You love hunting with your boyfriend or husband, your dad, or the guy that’s been your best friend since 1st grade. But...
...if you’ve never been hunting without a guy by your side, it’s time to cut the cord at least ONCE! You know what you’re doing, and even if you don’t feel totally confident right now, planning to hunt on your own will push you to figure it out.
We can all appreciate a guy that wants to help. However, sometimes, because the guy is afraid to see you fail, he takes over when you need to be learning by doing. Get out on your own for one or two hunts this fall to reach a new level of self-reliance.

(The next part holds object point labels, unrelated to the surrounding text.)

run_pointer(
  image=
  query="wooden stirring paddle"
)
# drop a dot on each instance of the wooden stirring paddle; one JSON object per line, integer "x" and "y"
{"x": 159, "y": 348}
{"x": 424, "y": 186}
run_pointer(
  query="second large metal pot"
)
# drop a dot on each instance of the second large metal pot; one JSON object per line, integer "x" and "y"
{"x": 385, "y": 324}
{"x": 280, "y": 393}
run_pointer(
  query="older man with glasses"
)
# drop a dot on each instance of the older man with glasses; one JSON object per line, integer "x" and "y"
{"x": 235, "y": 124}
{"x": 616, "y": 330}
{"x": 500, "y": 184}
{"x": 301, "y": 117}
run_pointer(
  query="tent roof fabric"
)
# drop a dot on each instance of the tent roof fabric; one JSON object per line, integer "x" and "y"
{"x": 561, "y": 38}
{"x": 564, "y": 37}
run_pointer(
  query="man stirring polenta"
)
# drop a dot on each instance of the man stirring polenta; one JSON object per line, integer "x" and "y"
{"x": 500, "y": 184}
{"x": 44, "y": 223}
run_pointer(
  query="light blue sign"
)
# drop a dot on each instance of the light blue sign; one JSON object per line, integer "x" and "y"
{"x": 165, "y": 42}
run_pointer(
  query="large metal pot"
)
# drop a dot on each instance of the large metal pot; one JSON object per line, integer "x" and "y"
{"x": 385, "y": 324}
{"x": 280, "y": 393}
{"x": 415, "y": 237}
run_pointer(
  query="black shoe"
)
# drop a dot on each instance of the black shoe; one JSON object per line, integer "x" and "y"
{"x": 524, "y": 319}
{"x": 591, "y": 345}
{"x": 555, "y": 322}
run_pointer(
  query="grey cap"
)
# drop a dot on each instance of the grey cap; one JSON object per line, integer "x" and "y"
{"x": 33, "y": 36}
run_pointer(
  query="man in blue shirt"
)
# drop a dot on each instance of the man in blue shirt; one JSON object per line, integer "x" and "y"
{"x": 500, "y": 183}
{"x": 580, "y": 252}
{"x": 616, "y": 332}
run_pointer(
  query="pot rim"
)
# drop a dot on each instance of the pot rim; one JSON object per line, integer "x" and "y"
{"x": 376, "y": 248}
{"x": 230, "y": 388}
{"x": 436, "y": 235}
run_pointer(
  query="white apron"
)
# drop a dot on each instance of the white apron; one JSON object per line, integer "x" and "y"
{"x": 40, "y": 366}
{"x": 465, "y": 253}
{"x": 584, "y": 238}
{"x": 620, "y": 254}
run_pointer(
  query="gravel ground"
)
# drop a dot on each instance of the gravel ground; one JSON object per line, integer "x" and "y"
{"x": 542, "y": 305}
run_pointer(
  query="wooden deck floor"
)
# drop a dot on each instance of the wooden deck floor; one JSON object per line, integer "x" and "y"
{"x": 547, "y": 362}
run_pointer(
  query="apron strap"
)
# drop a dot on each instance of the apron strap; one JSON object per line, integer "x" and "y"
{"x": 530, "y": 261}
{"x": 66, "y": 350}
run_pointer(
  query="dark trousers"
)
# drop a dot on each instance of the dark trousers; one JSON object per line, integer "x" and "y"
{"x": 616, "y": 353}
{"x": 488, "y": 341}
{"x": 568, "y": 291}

Learn where to scout hunting spots
You get to decide where to look for deer and where to set up your blind or stand. Also, if you decide last minute you want to go to that other spot, there’s no one to tell you no. As long as you update someone with your plan, you can go wherever you want. For your first solo hunt, you’ll want to go places you know fairly well. However, if you decide to explore a new area, you'll develop or fine tune your scouting skills to discover new spots.
Learn new skills
You always want to be improving. When you go it alone, it’s up to you and only you to get the job done. Planning a solo trip will motivate you to plan specifics, ask other hunters questions, watch skills videos, read recommendations, and practice. And don’t forget the first aid, including wilderness first aid courses.
Try new gear
In order to be fully self-reliant, you’ll have to have to borrow or buy all the gear needed to pull off a hunt alone. Maybe you have to buy a blind or a deer stand. Perhaps you’ve been meaning to get that perfect pack for hauling out a harvest. So, whether you’ll be dressing a bird or gutting a deer, you’ll be particularly proud of your solo kill.
Open your eyes and ears
You’d be surprised to learn how distracted you are by even just one other person. Heading into the woods alone means your eyes and ears will be focused on the task at hand, not where someone else is or what they are doing. Maybe you'll notice a deer trail you hadn’t seen before or you'll take time to watch a Belted Kingfisher swoop over a stream. Whatever it is, you’ll be pleasantly surprised by these new experiences.
Do things on your own schedule
When you hunt on your own, you don’t have to worry about someone else’s work schedule. Sure, you might have to coordinate with the babysitter or your significant other, but you’re calling all the shots.
Clear your mind
Sometimes, you just need to get away from people. And responsibilities. And demands. And everything. So get your ass into the woods and do your favorite things.
Tell us about your first solo hunt on Facebook!One last note: You should always take precautions to be safe when heading into the field. Tell someone your trip plan and when to start worrying if you’re not back by a certain time. Be sure to do all the things you normally to do stay safe, too like bringing your first-aid kit, map and compass, bear spray, etc.